National parks are established to protect and present outstanding representative examples of natural landscapes and natural phenomena that occur in Canada's 39 natural regions, as identified in the National Parks System Plan. These wild places, located in every province and territory, range from mountains and plains, to boreal forests and tundra, to lakes and glaciers, and much more. National parks protect the habitats, wildlife and ecosystem diversity representative of - and sometime unique to - the natural regions.


National parks are located on the Atlantic, Pacific and Arctic coasts, across the interior mountains and plains and Great Lakes, reaching as far north and south as Canada goes. They range in size from just under 9 km2 to almost 45,000 km2Parks Canada is responsible for both protecting the ecosystems of these magnificent natural areas and managing them for visitors to understand, appreciate, and enjoy in a way that doesn't compromise their integrity.


Parks Canada is working to maintain or restore the ecological integrity of national parks. This means keeping ecosystems healthy and whole. Maintaining or restoring ecological integrity is a challenging task that involves a good understanding of the dynamic nature of ecosystems and the stresses they face. It also requires collaboration among people whose actions influence the ecosystems and their sustainability - from neighbouring landowners and businesses, to local residents, visitors and governments. The above reflect the principles of ecosystem management.

Source: Parks Canada’s website.



Sable Island National Park Proposal

On May 18, 2010, the Honourable Jim Prentice, Canada’s Environment Minister and Minister Responsible for Parks Canada, and the Honourable John MacDonell, Nova Scotia’s Minister of Natural Resources, announced that the governments of Canada and Nova Scotia will take the necessary steps to explore how Sable Island could be designated as a national park under the Canada National Parks Act for the benefit of future generations.

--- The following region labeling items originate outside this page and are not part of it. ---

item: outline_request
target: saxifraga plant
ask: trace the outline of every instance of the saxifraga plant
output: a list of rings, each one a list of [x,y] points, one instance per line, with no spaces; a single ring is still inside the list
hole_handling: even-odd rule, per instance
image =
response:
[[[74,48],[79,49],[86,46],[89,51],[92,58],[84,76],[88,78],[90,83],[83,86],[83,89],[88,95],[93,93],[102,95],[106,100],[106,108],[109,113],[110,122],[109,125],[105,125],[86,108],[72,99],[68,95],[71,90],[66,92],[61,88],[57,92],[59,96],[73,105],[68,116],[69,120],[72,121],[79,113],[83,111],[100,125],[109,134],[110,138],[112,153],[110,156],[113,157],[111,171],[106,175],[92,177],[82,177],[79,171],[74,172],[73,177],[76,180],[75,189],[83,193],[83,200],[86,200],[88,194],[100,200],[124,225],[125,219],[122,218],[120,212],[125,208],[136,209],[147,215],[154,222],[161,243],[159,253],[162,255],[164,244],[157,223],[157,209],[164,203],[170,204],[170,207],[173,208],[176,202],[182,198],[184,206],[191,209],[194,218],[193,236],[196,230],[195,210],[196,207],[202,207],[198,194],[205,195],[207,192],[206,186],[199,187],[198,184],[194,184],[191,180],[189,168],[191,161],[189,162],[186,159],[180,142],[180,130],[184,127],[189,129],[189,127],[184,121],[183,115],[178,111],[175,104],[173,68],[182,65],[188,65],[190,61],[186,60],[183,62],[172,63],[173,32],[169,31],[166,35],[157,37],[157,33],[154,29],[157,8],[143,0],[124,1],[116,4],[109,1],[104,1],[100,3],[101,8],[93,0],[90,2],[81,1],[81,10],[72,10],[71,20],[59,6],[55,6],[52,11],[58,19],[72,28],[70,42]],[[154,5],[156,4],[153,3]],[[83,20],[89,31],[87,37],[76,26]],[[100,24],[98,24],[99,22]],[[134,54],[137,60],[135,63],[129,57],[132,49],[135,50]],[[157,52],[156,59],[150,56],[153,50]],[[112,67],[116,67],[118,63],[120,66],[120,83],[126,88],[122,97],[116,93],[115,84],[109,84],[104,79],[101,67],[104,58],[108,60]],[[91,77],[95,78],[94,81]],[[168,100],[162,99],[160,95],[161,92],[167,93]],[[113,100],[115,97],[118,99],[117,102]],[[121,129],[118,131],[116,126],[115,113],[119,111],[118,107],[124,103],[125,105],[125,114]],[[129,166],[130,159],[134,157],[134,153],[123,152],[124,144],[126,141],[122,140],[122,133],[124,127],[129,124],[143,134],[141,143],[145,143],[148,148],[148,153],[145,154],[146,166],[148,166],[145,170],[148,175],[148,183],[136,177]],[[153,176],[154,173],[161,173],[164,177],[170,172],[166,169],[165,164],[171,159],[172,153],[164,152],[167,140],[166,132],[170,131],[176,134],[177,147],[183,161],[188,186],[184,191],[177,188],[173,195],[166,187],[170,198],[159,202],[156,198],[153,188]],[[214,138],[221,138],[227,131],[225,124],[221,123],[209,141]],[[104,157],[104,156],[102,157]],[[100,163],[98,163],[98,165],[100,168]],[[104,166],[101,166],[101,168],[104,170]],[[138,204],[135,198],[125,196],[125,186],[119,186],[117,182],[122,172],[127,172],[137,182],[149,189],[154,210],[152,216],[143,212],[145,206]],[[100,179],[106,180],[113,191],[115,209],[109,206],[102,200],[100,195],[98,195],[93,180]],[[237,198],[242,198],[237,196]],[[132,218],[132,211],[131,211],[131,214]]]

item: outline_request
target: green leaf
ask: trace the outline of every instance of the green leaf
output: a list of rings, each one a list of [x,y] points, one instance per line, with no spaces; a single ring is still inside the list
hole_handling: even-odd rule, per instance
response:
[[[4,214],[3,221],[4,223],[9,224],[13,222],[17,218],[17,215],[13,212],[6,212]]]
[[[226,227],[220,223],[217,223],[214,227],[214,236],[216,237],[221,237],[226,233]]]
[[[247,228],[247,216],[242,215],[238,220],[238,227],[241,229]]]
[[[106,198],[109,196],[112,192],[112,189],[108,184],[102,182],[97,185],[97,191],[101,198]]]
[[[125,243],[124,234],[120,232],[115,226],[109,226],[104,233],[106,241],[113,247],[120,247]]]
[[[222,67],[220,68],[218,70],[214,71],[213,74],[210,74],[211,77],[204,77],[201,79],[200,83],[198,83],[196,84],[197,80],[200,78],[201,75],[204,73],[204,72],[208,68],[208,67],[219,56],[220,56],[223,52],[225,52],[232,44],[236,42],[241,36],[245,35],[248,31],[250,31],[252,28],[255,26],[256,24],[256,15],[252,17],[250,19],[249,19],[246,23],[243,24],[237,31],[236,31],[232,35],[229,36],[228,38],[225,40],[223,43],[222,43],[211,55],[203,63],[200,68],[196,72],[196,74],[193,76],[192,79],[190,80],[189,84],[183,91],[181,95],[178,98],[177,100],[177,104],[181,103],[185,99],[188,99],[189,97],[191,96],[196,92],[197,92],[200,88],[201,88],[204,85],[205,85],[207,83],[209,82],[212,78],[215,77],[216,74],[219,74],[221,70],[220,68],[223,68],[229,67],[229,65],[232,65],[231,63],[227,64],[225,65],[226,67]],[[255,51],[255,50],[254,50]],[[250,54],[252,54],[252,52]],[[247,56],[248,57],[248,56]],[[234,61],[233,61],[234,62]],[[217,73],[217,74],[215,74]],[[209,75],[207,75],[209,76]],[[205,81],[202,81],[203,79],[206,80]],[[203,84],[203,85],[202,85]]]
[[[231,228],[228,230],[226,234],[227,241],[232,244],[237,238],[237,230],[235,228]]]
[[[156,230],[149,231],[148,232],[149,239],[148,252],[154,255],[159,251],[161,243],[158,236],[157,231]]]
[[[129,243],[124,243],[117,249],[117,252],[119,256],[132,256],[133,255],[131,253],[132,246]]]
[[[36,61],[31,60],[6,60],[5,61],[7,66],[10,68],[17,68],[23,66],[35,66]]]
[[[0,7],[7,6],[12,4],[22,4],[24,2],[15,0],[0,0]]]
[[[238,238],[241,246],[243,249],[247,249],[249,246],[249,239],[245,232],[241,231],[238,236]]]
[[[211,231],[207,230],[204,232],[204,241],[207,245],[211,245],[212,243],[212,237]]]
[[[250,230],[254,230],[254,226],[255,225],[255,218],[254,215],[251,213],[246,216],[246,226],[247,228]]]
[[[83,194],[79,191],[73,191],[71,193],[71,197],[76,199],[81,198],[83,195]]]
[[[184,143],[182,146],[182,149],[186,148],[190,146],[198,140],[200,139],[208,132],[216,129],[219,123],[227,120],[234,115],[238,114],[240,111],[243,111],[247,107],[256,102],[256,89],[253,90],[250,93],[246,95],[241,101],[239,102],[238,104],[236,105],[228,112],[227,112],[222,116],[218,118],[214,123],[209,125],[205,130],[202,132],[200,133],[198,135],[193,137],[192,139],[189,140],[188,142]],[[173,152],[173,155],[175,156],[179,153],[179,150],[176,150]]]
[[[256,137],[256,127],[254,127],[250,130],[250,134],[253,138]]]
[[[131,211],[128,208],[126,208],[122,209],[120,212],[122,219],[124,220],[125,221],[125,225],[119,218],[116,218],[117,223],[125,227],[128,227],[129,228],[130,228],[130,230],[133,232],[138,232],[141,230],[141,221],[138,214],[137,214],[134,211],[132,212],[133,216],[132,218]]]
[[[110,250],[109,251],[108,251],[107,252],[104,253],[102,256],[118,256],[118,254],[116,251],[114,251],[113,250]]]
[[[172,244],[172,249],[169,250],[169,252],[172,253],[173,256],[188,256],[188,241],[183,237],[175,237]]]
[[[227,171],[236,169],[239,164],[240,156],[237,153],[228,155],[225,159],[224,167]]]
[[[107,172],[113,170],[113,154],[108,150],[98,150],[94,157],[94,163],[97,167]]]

Historic Sites - Parks Canada

Canada commemorates persons and events for their national historic significance as well as places. So far, over 1500 places, persons and events have been commemorated by the Government of Canada. And the list keeps growing as Canada's history unfolds.


Together, all these commemorations make up what is known as the system of National Historic Sites of Canada. In each generation the system has evolved with this nation's changing view of itself. Today there is a greater interest in social history reflecting the achievements and experiences of everyday Canadians.


The national historic sites system covers the entire range of Canadian human history under five broad themes:

  • Peopling the Land
  • Governing Canada
  • Developing Economies
  • Building Social and Community Life
  • Expressing Intellectual and Cultural Life

National historic sites represent thousands of years of human history and hundreds of years of nation building. Yet centuries, and millennia, can take their toll - from erosion and decay, to lack of awareness, to abandonment - on diverse cultural resources that include shell middens, underwater shipwrecks, fort remains, historic buildings, industrial complexes, heritage canals, and more.


An important part of Parks Canada's mandate involves protecting the health and wholeness, or commemorative integrity, of the national historic sites it operates. This means preserving the site's cultural resources, communicating its heritage values and national significance, and kindling the respect of people whose decisions and actions affect the site.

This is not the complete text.